POPULATION-
BIBLIOTHEQUE D’ALMANACH- ROMAN MATHIAS ENARD- « BOUSSOLE »
Boussole. Roman de
Mathias Enard, Editions Barzakh,
Alger 2015 (Actes Sud, France 2015), 378 pages, 950 dinars.
Un roman qui brasse les lieux , les époques,
les personnages et les langues. Au fil
d’une nuit d’insomnie ,à Vienne (ancienne porte de
l’Empire Ottoman), entre 23 heures et 7 heures, Franz Ritter, un
musicologue viennois ressasse sa vie et ses obsessions.

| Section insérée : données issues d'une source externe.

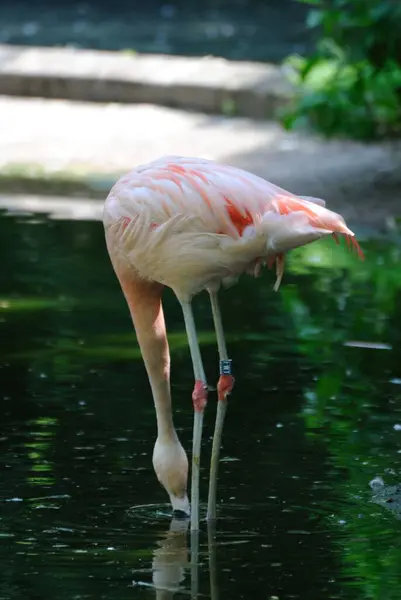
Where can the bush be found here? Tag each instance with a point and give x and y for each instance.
(351, 85)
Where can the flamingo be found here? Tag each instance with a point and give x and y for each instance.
(192, 224)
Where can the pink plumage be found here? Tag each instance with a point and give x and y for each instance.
(192, 224)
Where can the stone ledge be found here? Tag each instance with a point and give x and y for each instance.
(210, 85)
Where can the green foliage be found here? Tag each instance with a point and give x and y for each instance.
(351, 85)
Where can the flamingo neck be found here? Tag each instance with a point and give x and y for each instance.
(144, 302)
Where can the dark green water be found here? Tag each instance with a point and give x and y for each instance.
(235, 29)
(311, 422)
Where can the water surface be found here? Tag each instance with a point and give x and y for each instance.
(240, 29)
(315, 415)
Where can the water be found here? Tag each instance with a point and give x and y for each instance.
(238, 29)
(314, 417)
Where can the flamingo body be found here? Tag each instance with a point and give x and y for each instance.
(192, 224)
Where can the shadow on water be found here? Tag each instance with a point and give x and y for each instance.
(314, 417)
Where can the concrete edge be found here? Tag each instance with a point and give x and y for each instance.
(209, 85)
(62, 184)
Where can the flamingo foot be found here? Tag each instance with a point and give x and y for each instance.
(225, 386)
(199, 396)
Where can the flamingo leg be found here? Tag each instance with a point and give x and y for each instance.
(199, 398)
(224, 387)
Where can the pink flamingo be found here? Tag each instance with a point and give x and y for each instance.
(192, 224)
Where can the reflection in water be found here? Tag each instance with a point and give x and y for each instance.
(170, 560)
(315, 417)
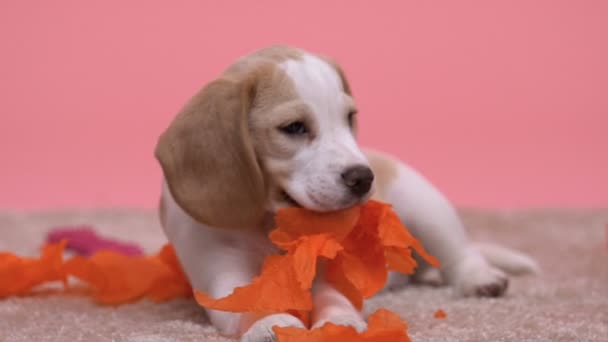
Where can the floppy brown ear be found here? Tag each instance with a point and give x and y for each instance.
(208, 160)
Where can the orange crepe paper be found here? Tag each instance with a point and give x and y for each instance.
(19, 275)
(358, 246)
(440, 314)
(115, 278)
(382, 326)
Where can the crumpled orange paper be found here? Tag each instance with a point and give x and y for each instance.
(114, 278)
(358, 245)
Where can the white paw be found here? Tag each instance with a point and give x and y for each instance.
(350, 320)
(261, 330)
(475, 277)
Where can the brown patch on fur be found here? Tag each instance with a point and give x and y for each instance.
(208, 154)
(385, 172)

Elles le font remonter
jusqu’au XIXe siècle, pour ranimer de hautes figures de
l’orientalisme.....et rendre justice , entre autres, à tous ceux qui ont œuvré
, par amour de la musique, pour la connaissance des instruments,des
rythmes et des modes des répertoires arabes, turcs ou persans.
Commentaires en vrac de lecteurs et de
critiques, étrangers et nationaux !
« Un sommet d’érudition »...... « Une thèse sous
forme de mémoires »........ « Le récit d’un
insomniaque. ».... « Une méditation hypnotique sur les rapports
avec l’Orient et l’orientalisme »...... « La mélancolie et
l’humanisme en lettres majuscules »....
La meilleure est celle-ci : « Une
valise trop pleine sur laquelle il faut s’asseoir pour parvenir à la fermer . C’est plein à craquer » ...et des phrases
longues ... « longues comme des chapitres ». Références savantes , souvenirs de voyages et
réminiscences de colloques
entraînent le lecteur à Istanbul, Téhéran, Damas, Alep… Deuxième pôle,
aussi rêvé et insaisissable que le premier : Sarah, la femme à laquelle
tout ramène Franz, à la fois érudite et aventurière, éternellement ailleurs.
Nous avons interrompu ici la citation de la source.